1.三宅島の形成史

 三宅島は、東京の南方約180kmに位置し、面積55.5km2、直径約9km、伊豆諸島で3番目に大きい島で、約4000人の人々が住んでいます。三宅島は全島が1つの火山体(三宅島火山)からなり、水深300~400mの海底からそびえ立ち、最高点は標高818mに達します。三宅島火山をつくっている岩石は大部分が玄武岩に分類される黒っぽい岩石で、安山岩~デイサイトを主体とする日木の諸火山の中ではめずらしい存在です。

 三宅島火山は、伊豆一小笠原海嶺と呼ばれる海底の高まりの上にのっており、火山体の下には前期一中期中新世(約2000万年前ごろ)の地層が存在するものと考えられます(一色、1960)。

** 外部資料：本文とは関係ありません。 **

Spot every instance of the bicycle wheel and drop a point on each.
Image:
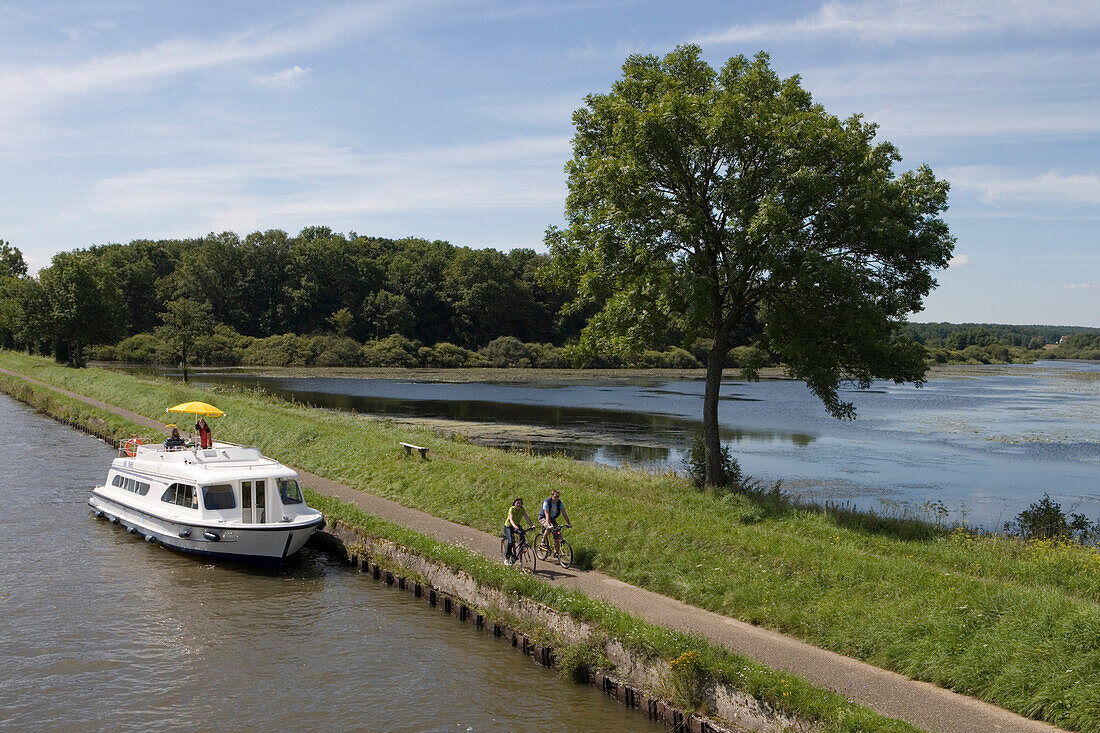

 後期更新世(約1万年~15万年前)になってこの付近の海底で噴火が始まり、火山砕屑物や溶岩が繰り返し噴出されて島が姿を現し、成層火山(先カルデラ成層火山)が形成されていきました(一色,1960)。

 約3000年前に大規模な噴火があり、山頂部が陥没してカルデラ(旧期カルデラ)を生しました(茅原ほか、1973 ; 一色、1984)。現在、標高300~400m付近にカルデラ縁がありますが、明瞭なカルデラ縁は西側の一部にしか残っていません。その後、旧期カルデラ内を中心に火山活動が続き、カルデラを埋め尽くすような多量の火山砕屑物や溶岩が堆積して、再び成層火山(後カルデラ成層火山)を形成していきました(一色、1984)。その後、後カルデラ成層火山の山頂付近には小カルデラ(新期カルデラ)が生し、さらにこのカルデラの南側に雄山と呼ばれる中央火口丘が形成されています。新期カルデラの南側は、中央火口丘からの噴出物で覆われて、カルデラ縁は明瞭ではありません。